Ini Alasan Gabungan Organisasi Menolak Permendikbud Nomor 23 Tahun 2017

BERBAGI
Foto : Suasan aksi di depan kantor DPRD Provinsi Kalimantan Barat/Imam

Pontianak, thetanjungpuratimes.com – Gabungan Organisasi dari Pergerakan Mahasiswa Islam Indonesia (PMII), Ikatan Pelajar Nahdlatul Ulama (IPNU), dan Gerakan Pemuda Ansor (GP Ansor) se Kalimantan Barat menggelar aksi menolak Permendikbud Nomor 23 Tahun 2017 tentang pemberlakuan Full Day School di gedung DPRD Kalbar, pada Jumat (11/8) siang.

Masing-masing dari organisasi tersebut menyatakan alasan penolakannya.

Koordinator IPNU, Muhammad Amin, mengatakan, alasan PMII menolak pertama dilihat dari mental spiritual. Ia mengatakan, puluhan ribu madrasah diniyah dan Taman Pendidikan Quran yang biasanya diselenggarakan pukul 14.00 atau 15.00, 90 persen siswanya adalah anak usia SD dan SMP.

“Jika sekolah diberlakukan sampai sore otomatis mereka tak bisa mengikutinya,” ujar Amin.

Amin melanjutkan, siswa yang berasal dari keluarga kurang mampu biasanya usai sekolah selalu membantu orang tua.

“Ada yang menjadi buruh tani, berdagang, nelayan dan sebagainya,” lanjutnya.

IPNU juga mengkritisi dari sistem pendidikan.
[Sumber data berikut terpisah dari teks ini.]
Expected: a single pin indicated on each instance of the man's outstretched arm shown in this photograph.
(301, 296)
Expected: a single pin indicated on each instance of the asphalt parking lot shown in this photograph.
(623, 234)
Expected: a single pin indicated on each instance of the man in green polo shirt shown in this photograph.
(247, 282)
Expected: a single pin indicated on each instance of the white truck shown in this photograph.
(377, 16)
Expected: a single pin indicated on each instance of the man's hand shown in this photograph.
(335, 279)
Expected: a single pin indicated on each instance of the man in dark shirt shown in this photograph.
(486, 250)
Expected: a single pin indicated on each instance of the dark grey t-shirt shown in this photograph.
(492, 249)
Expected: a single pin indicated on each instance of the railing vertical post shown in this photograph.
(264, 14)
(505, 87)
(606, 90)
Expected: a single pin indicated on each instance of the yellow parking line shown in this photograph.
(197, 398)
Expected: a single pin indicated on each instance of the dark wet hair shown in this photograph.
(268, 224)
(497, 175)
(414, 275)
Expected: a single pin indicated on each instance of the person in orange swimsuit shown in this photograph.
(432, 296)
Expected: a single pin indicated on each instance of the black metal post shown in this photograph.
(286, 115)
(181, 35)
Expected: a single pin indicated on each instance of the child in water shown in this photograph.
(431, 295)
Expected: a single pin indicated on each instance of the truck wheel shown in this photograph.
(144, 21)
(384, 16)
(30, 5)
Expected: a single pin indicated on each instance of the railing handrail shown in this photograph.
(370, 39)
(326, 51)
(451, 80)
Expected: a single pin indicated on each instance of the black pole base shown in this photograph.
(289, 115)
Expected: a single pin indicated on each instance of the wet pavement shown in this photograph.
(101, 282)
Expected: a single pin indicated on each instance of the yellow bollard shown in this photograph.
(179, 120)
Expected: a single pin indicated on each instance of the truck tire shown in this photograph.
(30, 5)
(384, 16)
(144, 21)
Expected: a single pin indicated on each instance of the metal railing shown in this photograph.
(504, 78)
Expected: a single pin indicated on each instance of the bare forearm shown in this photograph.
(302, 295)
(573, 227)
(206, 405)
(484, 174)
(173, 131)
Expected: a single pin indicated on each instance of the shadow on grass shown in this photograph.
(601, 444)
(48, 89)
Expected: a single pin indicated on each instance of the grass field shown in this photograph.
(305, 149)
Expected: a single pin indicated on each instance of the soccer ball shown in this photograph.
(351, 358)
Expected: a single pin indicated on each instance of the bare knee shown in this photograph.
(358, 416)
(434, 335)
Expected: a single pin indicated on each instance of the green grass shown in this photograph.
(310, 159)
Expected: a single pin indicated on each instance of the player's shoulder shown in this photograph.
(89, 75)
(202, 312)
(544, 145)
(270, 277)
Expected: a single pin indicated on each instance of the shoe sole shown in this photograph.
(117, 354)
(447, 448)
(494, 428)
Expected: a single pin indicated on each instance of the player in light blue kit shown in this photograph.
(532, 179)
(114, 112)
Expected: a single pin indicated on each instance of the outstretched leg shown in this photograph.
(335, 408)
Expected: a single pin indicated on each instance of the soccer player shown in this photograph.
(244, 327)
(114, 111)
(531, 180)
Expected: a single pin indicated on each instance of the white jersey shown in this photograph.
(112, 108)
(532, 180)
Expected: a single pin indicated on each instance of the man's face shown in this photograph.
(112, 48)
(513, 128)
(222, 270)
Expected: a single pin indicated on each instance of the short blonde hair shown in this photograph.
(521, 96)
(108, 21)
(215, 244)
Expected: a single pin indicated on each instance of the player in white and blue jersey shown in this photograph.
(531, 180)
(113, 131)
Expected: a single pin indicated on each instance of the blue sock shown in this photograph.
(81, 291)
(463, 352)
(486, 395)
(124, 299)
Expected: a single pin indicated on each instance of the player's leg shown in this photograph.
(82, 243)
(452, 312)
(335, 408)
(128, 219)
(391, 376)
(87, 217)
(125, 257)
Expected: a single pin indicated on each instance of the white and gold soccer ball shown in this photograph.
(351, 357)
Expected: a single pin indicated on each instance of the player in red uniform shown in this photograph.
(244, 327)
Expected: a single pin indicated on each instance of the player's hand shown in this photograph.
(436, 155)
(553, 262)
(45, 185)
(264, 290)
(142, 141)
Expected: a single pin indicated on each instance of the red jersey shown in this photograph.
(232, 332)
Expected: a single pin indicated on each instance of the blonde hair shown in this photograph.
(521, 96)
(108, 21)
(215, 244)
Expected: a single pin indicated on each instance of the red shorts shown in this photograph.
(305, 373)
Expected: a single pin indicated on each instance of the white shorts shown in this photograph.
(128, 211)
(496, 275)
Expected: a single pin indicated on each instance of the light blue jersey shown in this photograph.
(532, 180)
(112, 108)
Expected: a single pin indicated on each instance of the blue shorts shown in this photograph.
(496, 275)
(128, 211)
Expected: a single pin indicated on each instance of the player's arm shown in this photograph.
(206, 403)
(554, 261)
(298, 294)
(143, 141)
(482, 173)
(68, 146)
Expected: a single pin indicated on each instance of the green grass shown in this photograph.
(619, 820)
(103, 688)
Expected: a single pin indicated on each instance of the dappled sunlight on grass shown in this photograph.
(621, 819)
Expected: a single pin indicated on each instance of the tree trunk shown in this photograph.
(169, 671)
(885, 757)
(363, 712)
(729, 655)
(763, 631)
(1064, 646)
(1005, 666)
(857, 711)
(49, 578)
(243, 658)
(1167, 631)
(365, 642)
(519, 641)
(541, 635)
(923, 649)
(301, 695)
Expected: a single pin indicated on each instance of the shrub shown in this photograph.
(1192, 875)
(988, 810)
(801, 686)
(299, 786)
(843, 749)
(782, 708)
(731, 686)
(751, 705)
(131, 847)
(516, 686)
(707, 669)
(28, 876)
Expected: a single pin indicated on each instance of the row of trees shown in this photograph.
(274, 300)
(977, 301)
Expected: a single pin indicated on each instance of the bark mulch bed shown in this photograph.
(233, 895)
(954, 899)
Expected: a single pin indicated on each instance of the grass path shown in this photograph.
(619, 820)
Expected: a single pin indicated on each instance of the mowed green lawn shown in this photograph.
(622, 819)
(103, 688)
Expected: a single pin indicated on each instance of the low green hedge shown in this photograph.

Secara lebih luas, banyak pakar yang menyatakan jika jam sekolah anak-anak Indonesia adalah salah satu yang terpanjang di dunia namun dengan hasil kompetensi yang relatif paling minim.

Kemudian Koordinator PMII, Muhammmad Khadafi, mengatakan sejumlah pakar psikologis menyatakan bahwa anak usia SD daya serapnya tidak lagi maksimal setelah melewati pukul 13.00.

Selain itu, katanya lagi, harus diakui sarana dan prasarana berupa musala, masjid maupun kantin di sekolah belum semuanya representatif sehingga tidak bisa memfasilitasi siswa untuk salat dan makan siang.

“Kalaupun iya, jam belajar yang panjang ini mengakibatkan beban orang tua untuk memberikan uang saku bertambah karena mereka harus makan siang di sekolah,” imbuhnya.

Sementara itu, GP Ansor melihat dari segi keamanan. Menurut koordinatornya, Samhadi, siswa yang pulang sore hari tentu akan berhadapan dengan jam pulang kerja di jalan raya. Belum lagi ada dari mereka yang rumahnya jauh dari sekolah seperti di daerah pelosok yang notbanene infrastukturnya belum memadai.

“Hal ini sangat mengkhawatirkan, apa lagi bagi anak perempuan, terlebih jika itu bisa memakan waktu sampai malam hari,” kata Samhadi.

Lalu jam sekolah yang panjang juga dianggap akan mengakibatkan sedikitnya waktu untuk berinteraksi sosial dengan anggota keluarga serta orang-orang di lingkungannya.

“Ketika pulang mereka sudah merasa amat lelah. Ini akan merampas waktu bermain dan mengeksplorasi lingkungannya secara sehat,” pungkasnya.